In wie viele Länder der Welt ist Großbritannien noch nicht einmarschiert? Wie groß wäre die Fläche, die alle Menschen der Erde einnehmen würden, wenn sie nebeneinander stünden? Und wo in Deutschland sagt man Schnürsenkel und wo Schuhbändel? Alle diese Fragen ließen sich in Texten beantworten – oder in Karten.

Letzteren Weg wählt das Buch 100 Karten, die deine Sicht auf die Welt verändern. "Es gibt wissenschaftliche Themen, die interessanter sind, als man denkt", sagt Benjamin Fredrich, 31, Gründer des Magazins Katapult – Magazin für Kartografik und Sozialwissenschaft, das auch hinter dem gerade erschienen Buch steht. Für ihn ist es unfassbar, was Wissenschaftler*innen teilweise herausfinden. Die Erkenntnisse verließen aber oft nicht den Mikrokosmos der Hochschulen. Karten und Grafiken sind für ihn eine einfache Art, dieses Wissen einem größeren Publikum schnell und verständlich weiterzugeben.

Das Buch enthält auf 200 Seiten 100 ernste Grafiken wie die Zahl der Todesopfer von Terroranschlägen nach Ländern aufgelistet, aber auch Lustiges, wie etwa Orte in Deutschland oder Österreich mit skurrilen Namen wie Kotzfeld oder Katzenhirn. Die Mischung aus Ernstem und Lustigem und die sehr kurz gehaltenen Texte sind vermutlich der größte Unterschied zu ähnlichen Publikationen, wie etwa dem Atlas der Globalisierungden die französische Zeitung Le Monde Diplomatique jährlich herausbringt.

Die Idee für Karten entstand aus der Not

Benjamin studierte in Greifswald Politik und Geschichte. "Unter uns Studierenden gab es einen inoffiziellen Wettbewerb, wer wo Artikel verkaufen kann", erzählt er. Viele versuchten, in Blogs oder Tageszeitungen Artikel unterzubringen. Auch Benjamin gelang es, einen Artikel in der taz zu veröffentlichen. Doch schon immer hatte er den Wunsch, ein eigenes Magazin zu gründen. "Ich habe vielen Leuten davon erzählt, aber meine Ausrede war immer, dass ich nicht programmieren kann", sagt er. Schließlich erzählte er Freund*innen in seinem Schwimmverein davon und tatsächlich sagte einer von ihnen: "Ich kann programmieren, lass es uns machen."

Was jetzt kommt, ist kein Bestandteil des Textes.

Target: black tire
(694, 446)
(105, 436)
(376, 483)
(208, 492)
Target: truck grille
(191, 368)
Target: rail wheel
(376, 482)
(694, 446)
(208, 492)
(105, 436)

So entstand die Idee für das Magazin Katapult. Die Artikel für das Magazin liefern überwiegend Wissenschaftler*innen aus den Sozialwissenschaften, die kostenlos schreiben. Der Gedanke, die Artikel mit Karten zu bebildern, entsprang dabei eher der Not. "Wir hatten kein Geld, Fotos zu kaufen", sagt Benjamin. Im Gegenzug erhalten die Forscher*innen von Katapult Grafiken und Karten, die diese aus Zahlen entwerfen, welche ihnen die Forscher*innen zur Verfügung stellen.

Visualisiert nehmen wir Informationen anders auf

Das Buch hat einen anderen Aufbau. Die Texte sind eher kurz gehalten, die meist 100 doppelseitigen Grafiken machen den Hauptteil aus. "Im Zentrum stehen hier die Karten", sagt Benjamin. Sein Team hat mittlerweile einen speziellen Blick für Nachrichten und die Umgebung entwickelt. Zugutekommt ihnen auch, dass sie im ersten Jahr viel auf Social Media experimentiert haben und dadurch wissen, welche Themen bei den Leser*innen gut ankommen. "Wir scannen Nachrichten auch immer danach, ob man sie irgendwie grafisch darstellen kann."

Er nennt ein Beispiel. "Einmal haben wir in einer Lokalzeitung aus Thüringen eine Meldung gelesen, dass in allen Bundesländern Coca-Cola die beliebteste koffeinhaltige Limonade ist, außer in Thüringen; dort ist es Vita-Cola." Katapult machte daraus eine Deutschlandkarte, in der alle Bundesländer außer Thüringen gleich eingefärbt waren. "Es ist 1:1 die gleiche Nachricht. Aber visualisiert empfinden es die Leute ganz anders", sagt Benjamin.

100 Karten, die deine Sicht auf die Welt verändern,
erschienen bei Hoffmann und Campe, 20 Euro.